So Be It

ネタバレを含んでいますのでご注意ください

12モンキーズ (Twelve Monkeys )

ドラマの12モンキーズがとても面白かったので元版であるこの映画を視聴。

12モンキーズ(字幕版)

12モンキーズ(字幕版)

 

 

 

あらすじ
ジェイムズ・コールは特赦を条件に1996年に人類50億人を殺すことになるウィルスについての情報をタイムマシンで過去に戻って調べてくるよう命じられる。ジェイムズは1990年に送りこまれた上、精神病院に送られてしまう。治療のため薬を大量に投与されジェイムズ自身、自分が人類を恐ろしいウィルスから守るために未来からきたのが事実なのか妄想なのかがわからなくなっていく。

感想
 ドラマ版と異なって、ジェイムズが未来から来てウィルスの拡散を止めに来たのが、事実なのかそれとも彼の妄想にすぎないのかが見ている側にも確信がなかなか持てない。私も途中何度も映画版は妄想オチかと思いかけた。

 そのせいかかなりもやもやしながら見ていくなかで、ジェイムズが何度も夢見る子供の時の記憶が何であるかが明らかになった時の衝撃を味わえなかったのは、やはり先にドラマ版を見てしまったせいだろう。この時味わうべきカタルシスを味合わずしてこの映画の真価を図ることはできないのではないかと思う。少なくとも私にはその資格はない。

 正直なところを言えば、執拗なまでの狂気の描写に食傷してしまい誰にも共感できなかった。ドラマ版でどのキャラクターにも感情移入しまくっていた身からすればこれはかなりもどかしい。比べるべきではないとわかっていても、完全にシャットアウトできるような器用さはない。

 それでもラストの苦々しさややるせなさはそれなりに感じられた(推察できたという方が正しいかもしれない)。ああこれは切ないなと思ったが、同時に“もっとこうしてくれていればもっと泣けたのに”と思ったりした。

 この“もっとこうしてくれていれば”の部分に最大限にスポットを当てて物語を展開させたのがドラマ版12モンキーズで、私にとってみれば痒いところに手がゆき届きまくった作品だ。もっとも好みの問題なのでそのメロドラマ風仕立てを嫌う人も多いだろうことはわかる。

 話は映画版に戻るが、どこまでが妄想か現実なのかをわざとわかりにくする演出だったとしても、未来と現在、どちらも正気とは思えない世界観で描かれていて、なんというかあまり見ていて気持ちのいいものではなかった。

 もう少しジェイムズ・コールに感情移入できて、その上で彼が正気なのかそれとも全ては妄想なのかというところを見ているこちら側もどっちなんだーと悶々とできる感じにするか、もしくは、もっとライリー博士側目線で進行してジェイムズ・コールをどう受け止めるか悶々とする感じか、狂気が普通に蔓延するあの世界観の中でなにか拠り所がもてればよかったのだが、それがなかったためにやや迷子になってしまった感がある。しかし、その拠り所のない不安感が狙いなら成功と言えるわけで。もうこの辺りは好みの問題なのかなぁ、とよくわからない。2時間強の長さでありながら見終わって受けた感覚はショート・ショートを読んだあとの感覚に少し似ていた気もする。

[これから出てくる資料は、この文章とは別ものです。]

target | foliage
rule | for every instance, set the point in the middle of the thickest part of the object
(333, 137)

 とはいえ、この不可思議な世界観の中、ドラマ版で描かれたタイムループものとしての切なさやるせなさ爆裂の物語がすべて詰まっていて表現されていたことを思えば、やっぱりすごい映画なのだと思う。荒唐無稽の一歩手前のように感じられるこの映画においてもライリー博士とコールの関係はとてもドラマチックでしびれるようなロマンチックさがあったと思う。

 真っ白な状態でこの映画と出会ってみたかったなと、ちょっと残念。